Membrane Efflux Pumps of Pathogenic Vibrio Species: Role in Antimicrobial Resistance and Virulence

Abstract

Infectious diseases caused by bacterial species of the Vibrio genus have had considerable significance upon human health for centuries. V. cholerae is the causative microbial agent of cholera, a severe ailment characterized by profuse watery diarrhea, a condition associated with epidemics, and seven great historical pandemics. V. parahaemolyticus causes wound infection and watery diarrhea, while V. vulnificus can cause wound infections and septicemia. Species of the Vibrio genus with resistance to multiple antimicrobials have been a significant health concern for several decades. Mechanisms of antimicrobial resistance machinery in Vibrio spp. include biofilm formation, drug inactivation, target protection, antimicrobial permeability reduction, and active antimicrobial efflux. Integral membrane-bound active antimicrobial efflux pump systems include primary and secondary transporters, members of which belong to closely related protein superfamilies. The RND (resistance-nodulation-division) pumps, the MFS (major facilitator superfamily) transporters, and the ABC superfamily of efflux pumps constitute significant drug transporters for investigation. In this review, we explore these antimicrobial transport systems in the context of Vibrio spp. pathogenesis and virulence.

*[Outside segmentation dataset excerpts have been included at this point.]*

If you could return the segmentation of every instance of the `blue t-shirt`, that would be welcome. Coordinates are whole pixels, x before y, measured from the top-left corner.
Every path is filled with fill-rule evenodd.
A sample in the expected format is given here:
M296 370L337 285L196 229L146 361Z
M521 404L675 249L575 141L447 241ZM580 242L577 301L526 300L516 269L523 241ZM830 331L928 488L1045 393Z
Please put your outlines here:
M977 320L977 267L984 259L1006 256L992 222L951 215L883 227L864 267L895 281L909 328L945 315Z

Keywords: antimicrobial resistance; bacteria; cholera; infection; multidrug efflux pump; multidrug resistance.

Figure 1

MATE transporters of bacteria. The transporters are grouped under NorM and DinF subfamilies and are generally composed of 12 TM helices which fold into two distinct N- (TM1-TM6) and C- (TM7-TM12) lobes [76,84,93]. The topology of MATE transporters is characteristically distinct from that of MFS transporters, many of which have similar 12 TM helices [76,94]. In the NorM subfamily (NorM-VC), the C-lobe functions as a cation binding site, and two acidic amino acid residues, Glu255 and Asp371, are located between TM7-12, are critically important for this function [83].

Figure 2

Based on the crystal structures of PfMATE (H⁺-coupled DinF protein from Pyrococcus furiosus [89,98], Kusakizako and colleagues have proposed an “alternating access mechanism” for the DinF-subfamily of MATE transporters [83]. Binding with Na⁺ (or H⁺) ions occurs at the Asp residue in the TM1 (N-lobe), which results in the bent conformation of TM1. In this state, TM1 assumes an outward open state. No substrate-binding takes place due to changes in the conformation at this stage. The following proposed form is a cation-bound occluded state, followed by an inward-open bent form, assuming a straight conformation to allow substrate binding. This step is followed by a substrate-bound occluded state, which finally enters into outward-open conformation.

Figure 3

A rocker-switch mechanism was proposed for MFS transporters. In this proposed antiport system, proton-driven drug efflux occurs through the pump by alternately exposing the drug (D) binding site to either side of the membrane. The drug translocation process involves conformation changes in the two bundles or halves of the MFS pump to form inward open, occluded, and outward-facing open conformations (steps 1–4 in the figure) [118,119].